Finding a Centre of Gravity / by Chris Foley

Life was so much easier when we felt we were at the end of history and the world could be predictably smooth sailing. But history is back and many of us are struggling with how to process the fast pace of events and discover alternate ways of visualizing our media habits.

Oliver Burkeman suggests another way: by focusing on what is directly in front of us. From the latest issue of The Imperfectionist:

But there’s one piece of advice I’m confident applies to basically everyone: as far as you can manage it, you should make sure your psychological centre of gravity is in your real and immediate world – the world of your family and friends and neighborhood, your work and your creative projects, as opposed to the world of presidencies and governments, social forces and global emergencies.

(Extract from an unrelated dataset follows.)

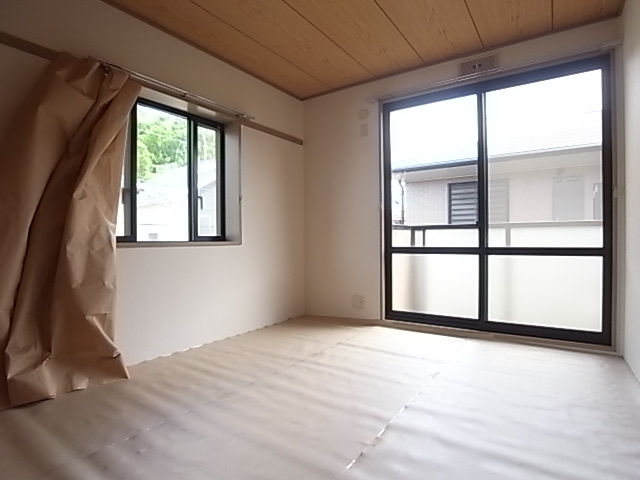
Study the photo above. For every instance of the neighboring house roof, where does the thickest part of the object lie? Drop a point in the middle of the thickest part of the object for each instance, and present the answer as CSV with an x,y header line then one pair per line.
x,y
166,186
556,133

This will make you happier. It will make you more meaningfully productive. And to whatever extent it falls to you to be an active citizen – to be engaged in politics, say, or in otherwise addressing world events – it’ll make you better at that, too. There really is no downside.

How we can do this:

And, yes, returning your centre of gravity to your immediate world means doing all those things you already know you ought to be doing – removing news notifications from your phone; spending time in nature; considering a return to printed news, and so on. But it also means remembering that “the way you want the world to be” is something you can live, here and now, not just something for which you advocate or argue. Your immediate world isn’t only somewhere you come to recharge, before heading back to the arena. It is the arena.

I mean, step back for one moment and consider the absolute outrageousness of the idea that focusing on the concretely real in this way – on looking people in the eye or walking in the woods, on building organisations or solving problems, on bringing creative works into the world or paying attention to your kids – that any of this somehow automatically constitutes “retreating” or “disengaging” or “looking away” from reality! Only someone who had completely taken up residence inside the news could possibly believe that (which is presumably why it’s mainly political commentators who seem to do so).

If only the weather in Toronto wasn’t so miserable this time of year.